Will quantum computing take a big leap in 2022?
(ExoToday) Experts believe the world has entered into the Quantum Decade — an era when enterprises begin to see quantum computing’s business value. The advances in hardware, software development, and services validate the technology’s momentum, that’s paving the way for further breakthroughs in 2022 and helps prepare the market for the eventual adoption of this revolutionary technology.
Governments worldwide have committed over $25 Billion to quantum research and development. Tech majors such as IBM, Google, Alibaba, Microsoft Amazon, and other companies are in the race to monetize quantum computing as an everyday tool for business.
IBM for example, declared its plans to build a 1,000-qubit quantum computer by 2023, a first time ever in the tech industry.
Alphabet has built a 54-qubit processor Sycamore and demonstrated its quantum supremacy by performing a task of generating a random number in 200 seconds, which it claims would take the most advanced supercomputer 10,000 years to finish the task.
Alibaba’s cloud service subsidiary Aliyun and the Chinese Academy of Sciences jointly launched an 11-qubit quantum computing service, which is available to the public on its quantum computing cloud platform.
Not just big technology companies, well-funded startups have also targeted the quantum computing space to develop hardware, algorithms and security applications. Some of them are Rigetti, Xanadu, 1Qbit, IonQ, ISARA, Q-CTRL and QxBranch.
Researchers believe that slowly and steadily quantum computers will march into the enterprise domain, doing things that would have been otherwise unthinkable.

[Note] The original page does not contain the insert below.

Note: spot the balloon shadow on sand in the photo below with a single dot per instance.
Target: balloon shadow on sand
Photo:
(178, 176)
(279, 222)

Quantum computers are ideally suited for solving complex optimization tasks and performing fast searches of unsorted data with the potential to bring disruptive transformation across sectors, including diagnosis, medicine research, distribution supply chain, city planning, traffic flow, energy optimization and many more.
Despite the huge leap, there are more practical challenges that need to be overcome before the technology’s large-scale impact is achievable. The biggest challenge is the availability of skills. Organizations need to invest in building quantum teams. Another challenge is the lack of awareness about the technology’s disruptive potential. Most industries have their own big, intractable challenges for which quantum computers offer potential solutions. So businesses in finance, energy, chemistry, AI, and other fields should get familiar with quantum computing, and identify business workflows, understand bottlenecks due to computational limitations – that can be addressed using quantum computers. “We estimate that there are only about 3,000 skilled quantum workers in the market today. That base needs to be doubled or quadrupled to exploit the full potential of quantum this decade and beyond,” Venkata Subramaniam, Senior Manager – AI Science and IBM Quantum Ambassador, IBM Research India, says.
Further development of the quantum ecosystem. This trend promises to continue into 2022 and beyond as quantum computing vendors progress towards quantum advantage and enterprise businesses seek a competitive advantage using current and emerging quantum technologies.
CIOs should look for potential opportunities from quantum computing and be ready to help the business leverage them. These opportunities will need to be fully integrated with traditional IT, and will require new cross-collaboration from research scientists, computational data scientists and quantum data scientists. This new development paradigm is critical to the success of any quantum program.
The time is now ripe for enterprises to start experimenting using quantum road maps to guide their quantum journey. As Subramaniam comments, “More and more companies today are realizing that quantum offers them an opportunity to solve tough unsolvable problems enabling them to gain a competitive advantage and any technology leader who isn’t actively building quantum into their plans risks being left behind.”